PRESENTACIÓN
DEL SÍNODO DIOCESANO Y DE LA CARTA PASTORAL «A la misión
desde la conversión»
Oviedo, 7 de enero de 2007
La convocatoria que hoy realizamos
de celebrar un Sínodo Diocesano tiene por objeto ponernos,
junto con toda la Iglesia, a la escucha de la Palabra de Dios y
de su voluntad, dejándonos conducir por Él en esta
hora de nuestra historia en Asturias. El Sínodo diocesano
no se convoca para dar cumplimiento a nuestra voluntad o a nuestras
particulares ideas, sino para mostrar a todos que un Iglesia viva
es aquella que realiza su misión en el mundo, dando rostro
a Jesucristo y llamando a los hombres a vivir en la Verdad, en el
Camino y en la Vida.
Un Sínodo Diocesano ¿para qué? La respuesta
la podemos encontrar sencillamente en unas palabras del Papa Benedicto
XVI, cuando nos dice que la «liberación fundamental
que la Iglesia puede darnos es permanecer en el horizonte de lo
eterno». Todos los cristianos de Asturias hemos de ponernos
en pie para vivir en ese horizonte y descubrir lo que Nuestro Señor
desea de nosotros hoy. Esto supone salir fuera de los límites
de nuestro saber y de nuestro quehacer habitual para entrar en la
sabiduría de Dios, dejándonos llevar de su Espíritu.
De ahí que sea la fe, en toda su grandeza inconmensurable,
la que guíe y empuje la reforma eclesial que constantemente
necesitamos. Hagamos un examen de conciencia sin reservas y que
tenga consecuencias concretas: nos hará ver el auténtico
rostro de la Iglesia y nos devolverá a todos el sentido de
la libertad. Estoy convencido de que el Sínodo nos ayudará
a encontrarnos en nuestra propia casa con una manera nueva de estar
y vivir en el mundo, tal como afirmo en la carta pastoral «A
la misión desde la conversión».
Los pasos en la realización del Sínodo Diocesano serán
tres: 1) Preparación espiritual, que iniciamos ahora; 2)

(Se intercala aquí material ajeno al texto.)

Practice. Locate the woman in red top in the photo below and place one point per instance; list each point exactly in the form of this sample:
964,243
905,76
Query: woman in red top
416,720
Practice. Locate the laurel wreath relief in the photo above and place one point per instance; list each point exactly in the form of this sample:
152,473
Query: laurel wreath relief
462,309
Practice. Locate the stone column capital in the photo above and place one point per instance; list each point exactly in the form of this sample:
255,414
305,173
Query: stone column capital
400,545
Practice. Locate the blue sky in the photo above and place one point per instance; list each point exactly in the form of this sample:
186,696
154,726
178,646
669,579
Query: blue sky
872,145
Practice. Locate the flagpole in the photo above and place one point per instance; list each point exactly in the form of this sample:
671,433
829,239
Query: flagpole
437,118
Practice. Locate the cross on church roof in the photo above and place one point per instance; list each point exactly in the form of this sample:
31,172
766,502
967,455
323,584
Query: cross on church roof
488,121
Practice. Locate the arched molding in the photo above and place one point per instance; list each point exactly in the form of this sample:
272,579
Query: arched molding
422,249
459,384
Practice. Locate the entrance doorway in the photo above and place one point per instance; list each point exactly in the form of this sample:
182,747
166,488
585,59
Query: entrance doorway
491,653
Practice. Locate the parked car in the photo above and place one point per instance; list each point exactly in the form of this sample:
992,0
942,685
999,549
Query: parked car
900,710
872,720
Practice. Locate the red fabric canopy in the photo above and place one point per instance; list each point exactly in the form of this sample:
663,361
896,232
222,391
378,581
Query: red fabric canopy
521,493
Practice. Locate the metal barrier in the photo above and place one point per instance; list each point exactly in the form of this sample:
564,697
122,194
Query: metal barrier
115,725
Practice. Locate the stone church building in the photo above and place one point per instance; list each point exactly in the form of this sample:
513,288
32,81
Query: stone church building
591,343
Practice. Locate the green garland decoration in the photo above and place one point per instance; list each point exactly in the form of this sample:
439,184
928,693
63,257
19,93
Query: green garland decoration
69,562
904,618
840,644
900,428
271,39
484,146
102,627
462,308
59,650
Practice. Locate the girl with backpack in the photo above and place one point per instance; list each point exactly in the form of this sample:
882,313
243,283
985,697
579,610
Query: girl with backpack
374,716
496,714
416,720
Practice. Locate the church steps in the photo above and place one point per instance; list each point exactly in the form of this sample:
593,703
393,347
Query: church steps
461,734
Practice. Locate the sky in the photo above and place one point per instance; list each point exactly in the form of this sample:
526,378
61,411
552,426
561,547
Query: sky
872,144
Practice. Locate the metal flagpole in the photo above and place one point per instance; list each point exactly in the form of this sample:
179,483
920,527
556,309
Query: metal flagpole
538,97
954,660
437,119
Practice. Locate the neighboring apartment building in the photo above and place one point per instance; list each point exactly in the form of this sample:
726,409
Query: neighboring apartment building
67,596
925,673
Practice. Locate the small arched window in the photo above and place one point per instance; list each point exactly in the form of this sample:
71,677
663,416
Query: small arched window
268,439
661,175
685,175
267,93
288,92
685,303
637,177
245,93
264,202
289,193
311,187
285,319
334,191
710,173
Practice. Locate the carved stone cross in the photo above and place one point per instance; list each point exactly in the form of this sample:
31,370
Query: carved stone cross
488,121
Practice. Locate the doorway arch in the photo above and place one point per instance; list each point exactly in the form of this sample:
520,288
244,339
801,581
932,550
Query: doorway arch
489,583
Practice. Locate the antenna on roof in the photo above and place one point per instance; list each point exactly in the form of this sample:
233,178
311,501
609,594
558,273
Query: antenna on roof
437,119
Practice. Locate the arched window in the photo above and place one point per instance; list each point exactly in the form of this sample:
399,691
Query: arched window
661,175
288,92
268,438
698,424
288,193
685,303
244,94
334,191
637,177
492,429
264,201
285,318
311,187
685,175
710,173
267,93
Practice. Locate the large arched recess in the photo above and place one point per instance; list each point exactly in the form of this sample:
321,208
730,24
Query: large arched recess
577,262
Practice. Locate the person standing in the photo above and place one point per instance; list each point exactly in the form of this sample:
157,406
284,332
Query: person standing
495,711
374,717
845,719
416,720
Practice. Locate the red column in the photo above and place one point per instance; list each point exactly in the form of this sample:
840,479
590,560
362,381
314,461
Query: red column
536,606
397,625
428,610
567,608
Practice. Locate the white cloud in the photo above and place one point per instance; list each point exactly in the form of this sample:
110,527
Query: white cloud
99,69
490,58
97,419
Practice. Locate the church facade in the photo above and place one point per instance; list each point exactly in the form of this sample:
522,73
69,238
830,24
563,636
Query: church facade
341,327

tiempo de elaboración y de trabajo de proposiciones; 3) Asamblea
Sinodal.
En este primer año de preparación espiritual, tres
ejes estructurarán nuestro caminar: La Palabra de Dios que
hay que escuchar, la Eucaristía que hay que celebrar y contemplar,
y el compromiso de la caridad, del amor y de la solidaridad que
hay que mostrar como consecuencia de vivir de la Palabra y alimentarse
de la Eucaristía.
Estos tres ejes vienen descritos en la carta pastoral «A
la misión desde la conversión».
En la misma se propone a los cristianos de Asturias asumir unos
compromisos, fruto de la historia de la Iglesia que ha caminado
durante muchos siglos aquí, desde una capacidad especial
para responder a las diversas situaciones sociales que se han vivido
en Asturias y siempre poniendo su mirada en el Señor, tal
como digo en la carta pastoral. Recordemos los diversos programas
pastorales de los últimos años y la fuerza participativa
que todos los cristianos han manifestado en el anuncio de Jesucristo.
Recordemos, también, cómo la enseñanza social
de la Iglesia ha interpelado la conciencia de tantos asturianos
en orden a reconocer y cumplir los deberes de justicia y de caridad
en la vida social y cómo los creyentes han incorporado en
su existencia la luz de la verdad moral.
Asimismo se hace una propuesta nueva en la manera de estar y de
vivir en el mundo. La Iglesia necesita hombres y mujeres en quienes
la humildad y la obediencia no sean menores que la pasión
por la verdad; hombres y mujeres que den testimonio ante tanto desconocimiento
de Jesucristo, hombres y mujeres que amen a la Iglesia más
que a la comodidad de su propio destino, de sus opiniones, saberes,
o de sus criterios personales. Lo que más necesita la Iglesia
son cristianos que vivan con el mismo convencimiento y esperanza
que tuvo la Iglesia desde sus primeros momentos iniciales.
Por otra parte, se asume con todas las consecuencias que la Iglesia
la dirige el Espíritu Santo y que hemos de estar abiertos
a Él y a su acción en nosotros, al tiempo que se alienta
a dejarnos acompañar por la Virgen María, como siempre
lo hizo de un modo singular nuestra Iglesia Diocesana.